Les Grands Macabres
Programmation musicale
Jeudi 3 décembre 2020
3 min

Rossano, une voix pour les émigrants

N’ayant pas accompli une carrière de grandes dimensions dans son Italie natale, il se tourne vers le public des Italiens partout ailleurs.

Rossano, une voix pour les émigrants
Pochette du disque "ti voglio tanto bene" de Rossano Attolico
  • Aujourd’hui, 3 décembre, je voudrais vous parler de Rossano, mort le 3 décembre 1976, à l’âge de trente ans. 

La chanson italienne, ça marche bien en Italie.
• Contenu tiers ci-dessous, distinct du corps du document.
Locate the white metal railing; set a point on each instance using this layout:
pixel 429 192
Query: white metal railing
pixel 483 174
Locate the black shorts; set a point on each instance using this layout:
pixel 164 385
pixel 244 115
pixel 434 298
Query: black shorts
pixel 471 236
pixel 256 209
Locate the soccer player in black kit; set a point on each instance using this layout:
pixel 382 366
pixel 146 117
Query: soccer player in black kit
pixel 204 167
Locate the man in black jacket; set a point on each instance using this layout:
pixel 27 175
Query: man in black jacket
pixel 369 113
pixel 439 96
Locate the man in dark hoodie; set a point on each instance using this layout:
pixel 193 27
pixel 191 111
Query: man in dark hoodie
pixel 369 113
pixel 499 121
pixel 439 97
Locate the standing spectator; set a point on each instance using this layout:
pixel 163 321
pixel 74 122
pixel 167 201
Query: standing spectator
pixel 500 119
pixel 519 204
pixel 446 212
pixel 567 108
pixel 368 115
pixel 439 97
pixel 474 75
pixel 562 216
Ça marche bien auprès des Français aussi, et des Allemands, et des Américains, et de plein de peuples dans le monde parce que, la chanson italienne, c’est tous les parfums de l’Italie telle que la rêvent les étrangers.
Mais la chanson italienne, ça marche aussi pour les Italiens à l’étranger. C’est un marché particulier qui a ses spécialistes, qui partent d’Italie pour aller chanter en italien pour des Italiens à Paris, Francfort ou Boston. Et Rossano est de ceux-là.
Avant d’être un chanteur italien pour les Italiens qui ont quitté l’Italie, il a chanté en Italie. Rossano Attolico – mais on l’appelle par son prénom seulement – Rossano, donc, enregistre un premier 45 tours à vingt ans, en 1966. Il participe à plusieurs concours dans lesquels il défend une chanson italienne sciemment datée, enracinée dans les vieilles valeurs de la variété du temps de ses parents ; et même plus tôt, d’ailleurs, puisque son plus grand succès, Ti voglio tanto bene, en 1969, est une reprise d’une romance de 1938. Bien sûr, il se présente au concours de San Remo, dans des émissions de télévision où s’affrontent de jeunes chanteurs… il essaye même de faire du cinéma. Mais ça ne marche pas. En revanche, sa maison de disques constate que les vieux l’aiment bien. Et plus encore que les vieux, il y a les jeunes qui ne connaissent rien à la nouvelle chanson italienne – eh oui, les émigrés.
Même quand ils ont l’âge de Rossano, ils suivent l’actualité musicale en français, en allemand, en suédois, en anglais – selon là où ils vivent – mais, pour les chansons italiennes, ils connaissent surtout les vieux disques de papa et maman.
Alors Rossano enregistre des vieilleries, ou des chansons nouvelles qui ont l’air de vieilleries. Et il court l’Europe et l’Amérique à la rencontre des Italiens de partout, qui parfois commencent à oublier la langue et même la cuisine du pays, mais pas la musique – la musique d’avant, celle qui se chante en pleurant un peu, la main sur le cœur. Et Rossano leur apporte cette musique-là, c'est-à-dire un peu de leur pays perdu. 

Nous écoutons :
Ti voglio tanto bene, le plus grand succès de la carrière en Italie de Rossano, en, 1969 – il s’agit de la reprise d’une chanson qui a déjà plus de trente ans d’âge.